Firenze (FI)

Una casa per persone vulnerabili in via dell’Anconella

Tre nuovi appartamenti contro la marginalità sociale

Una casa per persone vulnerabili in via dell’Anconella

Una casa come punto di partenza per uscire dalla marginalità e ricostruire un percorso di autonomia. Con i tre nuovi appartamenti Housing First di via dell’Anconella, il Comune amplia la rete cittadina delle risposte dedicate alle persone più vulnerabili. Qui troveranno alloggio donne fragili con bambini e persone anziane che, dopo essere cadute in un percorso di marginalità, iniziano un percorso di autonomia attraverso una coabitazione supportata da operatori. Gli spazi, realizzati nell’immobile comunale al civico 1, sono stati presentati questa mattina alla presenza della sindaca Sara Funaro e dell’assessore al Welfare e alla casa Nicola Paulesu. L’intervento, finanziato con 500mila euro del PNRR, si affianca al progetto già completato in via Pier Capponi, il primo di housing first della città di Firenze.

I tre appartamenti sono destinati a persone in condizioni di particolare fragilità sociale e abitativa, già prese in carico dai Servizi sociali e che non sono in grado di accedere autonomamente a una soluzione abitativa. Le équipe multidisciplinari valuteranno i requisiti e predisporranno per ciascun beneficiario un progetto personalizzato di accompagnamento verso una progressiva autonomia abitativa e sociale.

L’intervento di via dell’Anconella si inserisce nello stesso percorso di Housing First realizzato in via Pier Capponi, dove è stata completata una struttura di cohousing composta da 13 alloggi con spazi e servizi comuni. Si tratta del primo progetto di questo tipo realizzato a Firenze in immobili di proprietà comunale.

L’investimento complessivo per i due interventi è di 1,5 milioni di euro, di cui un milione destinato a via Pier Capponi e 500mila euro a via dell’Anconella, grazie ai finanziamenti del Piano Nazionale di Ripresa e Resilienza. I 16 alloggi potranno offrire complessivamente una risposta abitativa fino a circa 35 persone.

Il modello Housing First mette la casa al centro del percorso di uscita dalla marginalità. La disponibilità di un alloggio stabile diventa il punto di partenza di un progetto costruito sulla situazione e sui bisogni di ciascuna persona, affiancando alla risposta abitativa un accompagnamento individuale finalizzato all’autonomia e all’inclusione sociale.

Con gli appartamenti di via dell’Anconella e quelli di via Pier Capponi, Firenze amplia così la rete cittadina degli interventi dedicati alle persone in condizioni di fragilità sociale e abitativa, integrando le forme tradizionali di accoglienza con un modello che parte dalla stabilità abitativa per costruire percorsi di emancipazione e reinserimento sociale.

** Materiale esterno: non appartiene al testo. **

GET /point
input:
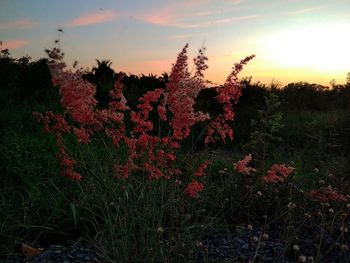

“Con i nuovi appartamenti di via dell’Anconella aggiungiamo un altro tassello alla rete delle risposte che Firenze sta costruendo per affrontare le situazioni di maggiore fragilità – spiega la sindaca Sara Funaro -. Questo progetto rientra pienamente nel lavoro che stiamo portando avanti sulle politiche abitative e sociali della nostra città: l’housing first è un modello che mette insieme il diritto alla casa e un percorso di accompagnamento verso l’autonomia. In questo stabile appena riqualificato abbiamo scelto di rivolgerci soprattutto a donne in condizioni di fragilità con bambini e a persone anziane che si trovano in una situazione di marginalità. Qui serve una risposta abitativa diversa, che non sia soltanto quella di garantire un tetto, ma che preveda anche un accompagnamento adeguato. Housing First significa esattamente questo: partire dalla casa per ricostruire un progetto di vita, attraverso una coabitazione supportata dagli operatori, andando verso una maggiore inclusione sociale. Con gli alloggi realizzati tra via dell’Anconella e via Pier Capponi rafforziamo concretamente il nostro sistema di welfare e la capacità del Comune di stare accanto alle persone più fragili. È un investimento che guarda al loro futuro e traduce in opportunità concrete l’impegno a non lasciare indietro nessuno”.